No lo miro, solo me obsequia con una sonrisa burlona, como si él supiera más que yo.

Dios, cuánto lo odio.

Trato de dejarlo atrás y avanzar hacia la habitación de Aaron, pero balancea lo que tiene en la mano frente a mí. Son las llaves del apartamento de Aaron. Trato de agarrarlas pero las aparta y me indica que no con el índice, como si riñera a una alumna maleducada.

—No se toca. Yo me ocupo.

Lo miro hasta que, de repente, comprendo lo que quiere decir.

—No vas a venir conmigo.

—Sí.

Agh.

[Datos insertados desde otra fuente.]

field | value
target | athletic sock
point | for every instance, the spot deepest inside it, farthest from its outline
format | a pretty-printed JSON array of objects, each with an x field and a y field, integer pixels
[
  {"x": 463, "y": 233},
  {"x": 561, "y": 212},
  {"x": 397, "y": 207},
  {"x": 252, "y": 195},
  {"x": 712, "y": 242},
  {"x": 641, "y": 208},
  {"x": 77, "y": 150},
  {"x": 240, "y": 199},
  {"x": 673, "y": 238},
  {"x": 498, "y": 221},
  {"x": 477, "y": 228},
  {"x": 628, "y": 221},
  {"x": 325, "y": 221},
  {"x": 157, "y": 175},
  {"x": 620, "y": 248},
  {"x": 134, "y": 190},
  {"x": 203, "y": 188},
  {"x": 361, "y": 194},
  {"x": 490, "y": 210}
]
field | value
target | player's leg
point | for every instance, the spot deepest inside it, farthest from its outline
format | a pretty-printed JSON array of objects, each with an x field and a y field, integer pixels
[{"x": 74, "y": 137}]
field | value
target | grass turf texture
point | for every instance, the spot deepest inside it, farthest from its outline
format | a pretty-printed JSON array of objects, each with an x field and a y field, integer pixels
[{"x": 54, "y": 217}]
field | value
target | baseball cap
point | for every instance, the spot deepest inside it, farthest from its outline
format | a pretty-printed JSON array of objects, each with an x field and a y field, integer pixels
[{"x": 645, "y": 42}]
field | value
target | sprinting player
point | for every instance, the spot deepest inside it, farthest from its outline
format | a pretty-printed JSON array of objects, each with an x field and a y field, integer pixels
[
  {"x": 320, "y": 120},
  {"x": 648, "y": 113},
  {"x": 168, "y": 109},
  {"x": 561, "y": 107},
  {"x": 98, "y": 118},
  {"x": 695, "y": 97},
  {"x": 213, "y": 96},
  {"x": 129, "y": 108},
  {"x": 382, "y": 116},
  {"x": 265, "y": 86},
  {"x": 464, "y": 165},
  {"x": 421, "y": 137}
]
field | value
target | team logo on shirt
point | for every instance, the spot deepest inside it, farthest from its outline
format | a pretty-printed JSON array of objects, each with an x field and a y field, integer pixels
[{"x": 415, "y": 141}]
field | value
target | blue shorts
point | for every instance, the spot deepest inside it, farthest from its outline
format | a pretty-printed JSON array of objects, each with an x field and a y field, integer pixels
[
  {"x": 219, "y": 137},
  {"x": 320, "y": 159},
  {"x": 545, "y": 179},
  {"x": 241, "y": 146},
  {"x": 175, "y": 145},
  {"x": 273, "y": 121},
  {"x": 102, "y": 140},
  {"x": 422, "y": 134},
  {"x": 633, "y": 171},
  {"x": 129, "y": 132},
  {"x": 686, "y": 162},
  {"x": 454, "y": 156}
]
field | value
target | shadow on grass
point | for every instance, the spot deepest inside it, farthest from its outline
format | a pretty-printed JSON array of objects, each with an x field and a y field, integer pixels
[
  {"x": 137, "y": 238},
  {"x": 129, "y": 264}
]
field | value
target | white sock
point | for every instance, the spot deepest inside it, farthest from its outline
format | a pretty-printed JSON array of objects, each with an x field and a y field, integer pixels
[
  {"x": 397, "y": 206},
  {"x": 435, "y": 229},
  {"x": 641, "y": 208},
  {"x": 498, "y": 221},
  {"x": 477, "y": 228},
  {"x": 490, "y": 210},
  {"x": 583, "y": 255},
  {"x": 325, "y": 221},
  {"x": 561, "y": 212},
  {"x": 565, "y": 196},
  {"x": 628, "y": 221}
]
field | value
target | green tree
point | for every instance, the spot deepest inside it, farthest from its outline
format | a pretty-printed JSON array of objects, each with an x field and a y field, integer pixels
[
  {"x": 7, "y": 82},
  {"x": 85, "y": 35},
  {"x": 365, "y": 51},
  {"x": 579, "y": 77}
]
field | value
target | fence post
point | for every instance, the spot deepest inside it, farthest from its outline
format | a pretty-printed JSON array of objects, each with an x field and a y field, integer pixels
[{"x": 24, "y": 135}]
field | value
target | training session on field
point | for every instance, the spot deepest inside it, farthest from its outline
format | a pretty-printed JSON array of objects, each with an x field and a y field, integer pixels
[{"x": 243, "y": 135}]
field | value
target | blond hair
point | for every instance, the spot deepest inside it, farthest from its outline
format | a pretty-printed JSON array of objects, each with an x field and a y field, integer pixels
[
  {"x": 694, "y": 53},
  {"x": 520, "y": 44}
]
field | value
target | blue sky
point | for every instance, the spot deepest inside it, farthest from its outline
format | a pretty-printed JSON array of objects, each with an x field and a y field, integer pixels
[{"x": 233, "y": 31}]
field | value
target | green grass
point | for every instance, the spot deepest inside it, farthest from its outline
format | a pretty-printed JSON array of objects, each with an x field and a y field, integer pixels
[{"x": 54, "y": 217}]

La mera idea hace que se me revuelva el estómago. Preferiría compartir el trayecto con un perro rabioso en el asiento del pasajero.

—De ninguna manera.

—Pues te aguantas. No voy a dejar que vayas sola.

Debe de estar de broma.

—Pero si nos odiamos. Es posible que nos saquemos los ojos antes de llegar a las montañas, derrapemos por un acantilado y, para cuando nos encuentren, seamos dos hermosos esqueletos con las manos huesudas alrededor del cuello del otro.

Asiente.

—Es posible, pero tu prometido me pidió que cuidara de ti. Estoy seguro de que puedo contener mis instintos asesinos en lo que a ti respecta durante unas diez horas.

—Felicidades —murmuro, me aparto de él y agarro el bolso sobre mi hombro—. Yo no estoy segura de lo mismo.